About 780 lobbyists worked for oil and gas interests last year, including lobbyists from the American Petroleum Institute, an industry group whose $7.3 million expenditure was eclipsed by only half a dozen companies -- including BP.
BP has massively ramped up lobby spending under Chief Executive Tony Hayward, reaching $16 million last year versus only $3.6 million in 2006 -- the year before Hayward took over. BP spent $3.5 million in the first quarter of this year alone.
"You can have all the money in the world behind you. But if public perception cuts against you, it's an awful major hurdle to overcome," Levinthal said.
In the two weeks since the Gulf disaster erupted, most oil lobbyists have kept a low profile on Capitol Hill, while BP gives lawmakers multiple daily updates on the spill and technical guidance on efforts to stem the underwater leaks.
"They're making what appears to be a good-faith effort to keep people informed," said one Senate aide.
Tyson Slocum of consumer group Public Citizen called it damage control, saying: "They're making themselves available to Congress in an effort to sooth anger. But if there's a finding of negligence, I don't see how this will be effective."
The scale of the challenge awaiting oil interests depends on how damaging the spill becomes. But analysts say there is still a chance that control efforts will keep much of the giant slick away from the coast.
Meanwhile, lobbyists say the energy market's fundamentals of growing world demand and the U.S. economy's need to keep oil costs down will ultimately serve industry interests.
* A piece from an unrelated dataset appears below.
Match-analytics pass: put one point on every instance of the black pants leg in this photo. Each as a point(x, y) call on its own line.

POURING MONEY INTO RE-ELECTIONS
"Whatever view we have now is not likely be the same in the coming weeks and months," remarked API economist Sara Banaszak, saying it could be several months before authorities know enough about the spill's cause to chart a coherent response.
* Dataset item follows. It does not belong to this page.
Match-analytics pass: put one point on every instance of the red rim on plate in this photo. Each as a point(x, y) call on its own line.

"And a lot of the factors that shape energy policy, the energy debate and even American public opinion haven't changed," she added.
The spill forced President Barack Obama to suspend plans to expand offshore oil drilling, unveiled last month partly to woo Republican support for climate legislation.
With hundreds of members of Congress facing re-election in November, oil industry political action committees (PACs) are also pouring money into the campaign coffers of House and Senate candidates -- particularly Republicans.
Candidates collected $168,000 from the PACs of BP, ConocoPhillips, Exxon Mobil Corp. and Chevron Corp.. About 84 percent of the money went to Republicans, many on the congressional panels that oversee energy, natural resources and tax issues.
Employees and individuals associated with BP contributed $500,000 to political campaigns in 2008, with Obama the biggest beneficiary at $71,000, according to the Center for Responsive Politics.